In addition, the first two Big 12 Championships – cross country and soccer – provided venues for Special Olympics activities. At the cross country championship in Ames, Iowa, on Nov. 1, over a dozen members of The ARC of Iowa participated in a race down the final 80 meters of the Iowa State Cross Country Course. Following the race, each ARC athlete received a certificate of participation from the Big 12.
The final game of the Big 12 Soccer Championship in San Antonio on Sunday, Nov. 9 welcomed two athletes for a pregame presentation of the game ball to officials. At halftime of the championship match, the Hutto Hippos from Austin and the NEYSO Special Team of San Antonio also faced off in a scrimmage for the crowd of Big 12 soccer fans.
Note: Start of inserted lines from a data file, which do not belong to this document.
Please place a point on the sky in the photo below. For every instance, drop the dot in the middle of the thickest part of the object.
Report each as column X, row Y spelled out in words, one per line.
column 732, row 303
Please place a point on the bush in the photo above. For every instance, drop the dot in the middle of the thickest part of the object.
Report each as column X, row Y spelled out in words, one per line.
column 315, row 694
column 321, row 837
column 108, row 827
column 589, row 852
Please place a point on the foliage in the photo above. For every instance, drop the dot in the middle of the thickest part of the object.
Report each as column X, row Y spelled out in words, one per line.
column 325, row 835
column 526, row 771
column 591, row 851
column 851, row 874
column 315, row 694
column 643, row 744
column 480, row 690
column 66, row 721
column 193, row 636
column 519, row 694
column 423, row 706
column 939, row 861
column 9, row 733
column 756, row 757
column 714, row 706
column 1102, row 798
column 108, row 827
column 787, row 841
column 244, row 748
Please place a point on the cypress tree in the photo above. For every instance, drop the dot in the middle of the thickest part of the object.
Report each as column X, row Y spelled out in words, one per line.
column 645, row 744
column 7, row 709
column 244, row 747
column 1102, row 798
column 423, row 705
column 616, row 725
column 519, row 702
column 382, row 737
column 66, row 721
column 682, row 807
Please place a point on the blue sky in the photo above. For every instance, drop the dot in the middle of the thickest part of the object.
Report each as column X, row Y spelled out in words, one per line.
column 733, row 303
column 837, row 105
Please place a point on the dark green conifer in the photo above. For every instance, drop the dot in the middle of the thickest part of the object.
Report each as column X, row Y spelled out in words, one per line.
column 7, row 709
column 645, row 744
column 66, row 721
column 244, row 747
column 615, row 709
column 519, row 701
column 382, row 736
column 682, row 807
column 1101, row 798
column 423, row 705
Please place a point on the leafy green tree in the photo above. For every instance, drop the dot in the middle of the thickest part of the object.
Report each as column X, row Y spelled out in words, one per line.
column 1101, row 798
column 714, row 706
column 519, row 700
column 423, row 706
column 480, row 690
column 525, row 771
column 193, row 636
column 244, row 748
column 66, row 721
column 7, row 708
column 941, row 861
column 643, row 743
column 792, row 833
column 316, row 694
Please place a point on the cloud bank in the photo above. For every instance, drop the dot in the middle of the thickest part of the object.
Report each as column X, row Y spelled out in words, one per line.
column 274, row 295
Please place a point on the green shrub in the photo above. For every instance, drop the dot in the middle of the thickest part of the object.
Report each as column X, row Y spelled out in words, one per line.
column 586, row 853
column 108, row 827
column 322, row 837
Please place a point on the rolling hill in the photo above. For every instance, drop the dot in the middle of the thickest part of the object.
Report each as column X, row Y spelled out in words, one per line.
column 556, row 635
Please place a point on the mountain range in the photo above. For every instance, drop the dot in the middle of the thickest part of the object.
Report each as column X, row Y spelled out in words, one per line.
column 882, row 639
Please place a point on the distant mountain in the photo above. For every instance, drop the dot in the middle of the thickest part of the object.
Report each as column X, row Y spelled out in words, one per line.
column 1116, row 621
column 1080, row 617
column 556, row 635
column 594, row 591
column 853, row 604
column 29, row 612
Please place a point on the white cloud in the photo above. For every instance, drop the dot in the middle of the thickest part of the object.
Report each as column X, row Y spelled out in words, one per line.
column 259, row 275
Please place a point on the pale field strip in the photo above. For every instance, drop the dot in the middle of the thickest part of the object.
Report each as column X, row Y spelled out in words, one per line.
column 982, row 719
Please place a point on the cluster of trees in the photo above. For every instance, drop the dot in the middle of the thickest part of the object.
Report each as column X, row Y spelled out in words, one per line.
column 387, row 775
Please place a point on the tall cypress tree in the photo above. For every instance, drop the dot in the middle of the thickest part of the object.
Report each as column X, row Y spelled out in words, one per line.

The Big 12 has made an effort to expand its involvement with Special Olympics in recent years, especially with the conference’s Student-Athlete Advisory Committee (SAAC) representatives. SAAC members have internship opportunities available with the state-level Special Olympics offices. Special Olympics has been the charity of choice for the Big 12 Conference since 1996.
Throughout the seven conference member states, more than 73,000 athletes participate in a total of 28 Special Olympics sports ranging from track and field to power lifting to team handball.
Special Olympics provide year-round sports training and competition for children and adults with intellectual disabilities. Through sports, Special Olympics' athletes have opportunities to develop physical fitness, demonstrate courage, learn new skills, gain self-confidence, set goals and reach expectations.